Такая художественная трансформация и изменения в структуре образа героя, в художественных способах его отражения обусловлены культурными и историческими событиями – первой мировой войной, периодом Веймарской республики, а затем приходом к власти национал-социалистов, – на которые писатель не мог не откликнуться. В подобной актуализации «школьной темы» в творчестве писателя усматривается вызов системе, порождающей новый эталон подражания – образ героя-палача. Попытка создания литературного противовеса политически ангажированной литературе, прессе периода Веймарской республики в условиях тотальной пропаганды была опасной для писателя. Время требовало морально-нравственных компромиссов, которые для писателя-гуманиста с активной гражданской позицией были неприемлемы. Вопреки литературным стереотипам начала ХХ века Эрнст Вихерт возрождает и утверждает образ человека-созидателя. Созданный образ «нового» героя становится реализацией авторского стремления противопоставить войне, хаосу, убийству вечный космический круговорот жизни.

СПИСОК ЛИТЕРАТУРЫ

  1. Баев, В.Г. Германское государство в межвоенный период 1919-1933 гг. в зеркале мемуарной литературы 60-80 гг. ХХ в. / В.Г. Баев. — Тамбов: ТГУ им. Г. Р. Державина, 2002.

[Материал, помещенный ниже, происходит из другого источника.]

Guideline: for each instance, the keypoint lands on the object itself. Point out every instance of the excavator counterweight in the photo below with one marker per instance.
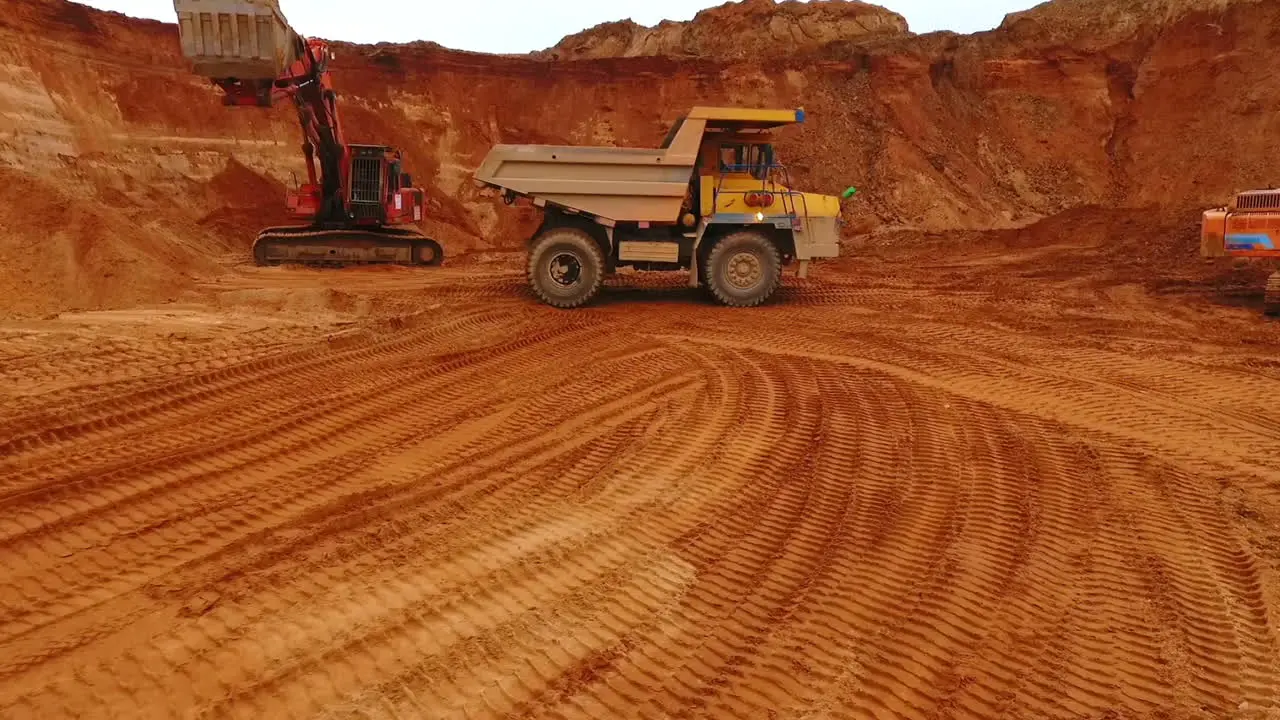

  2. Солонин, Ю.Н. Эрнст Юнгер: От воображения к метафизике истории / Ю.Н. Солонин // Юнгер Эрнст В стальных грозах. — СПб: Владимир Даль, 2000.
  3. Сенявская, Е.С. Психология войны в ХХ веке. Исторический опыт России / Е.С. Сенявская. — М.: Наука, 1990.
  4. Степун, Ф. Германия / Ф. Степун // Современные записки. — Париж. -1930. — № 42.
  5. Первая мировая война: Пролог ХХ века / Рос. АН, Ин-т всеобщей истории. — М.: Наука, 1998.
  6. Brenner, P.J. Neue deutsche Literaturgeschichte: vom «Ackermann» zu «Gunter Grass» / P.J. Brenner. — Tubingen: Niemeyer, 1996.
  7. Wiechert, E. Samtliche Werke: In zehn Banden. Band 9. / E. Wiechert. – Wien-Munchen-Basel: Desch, 1957.
  8. Wiechert, E. Die Novellen und Erzählungen / Е. Wiechert. — Wien, Munchen, Basel: Kurt Desch, 1962.
  9. Plesske, H.-M. Vom Wort als Macht des Herzes. Versucht über Ernst Wiechert / Н.-М. Plesske // Sinn und Form Berlin: Rutten & Loenig, — 1988. — Vierzigstes Jahr. — Viertes Heft. Juli/August.
  10. Wiechert, E. Der silberne Wagen. Sieben Novellen. Welt im Buch / Е. Wiechert. — Wien, München, Basel: Kurt Desch, 1954.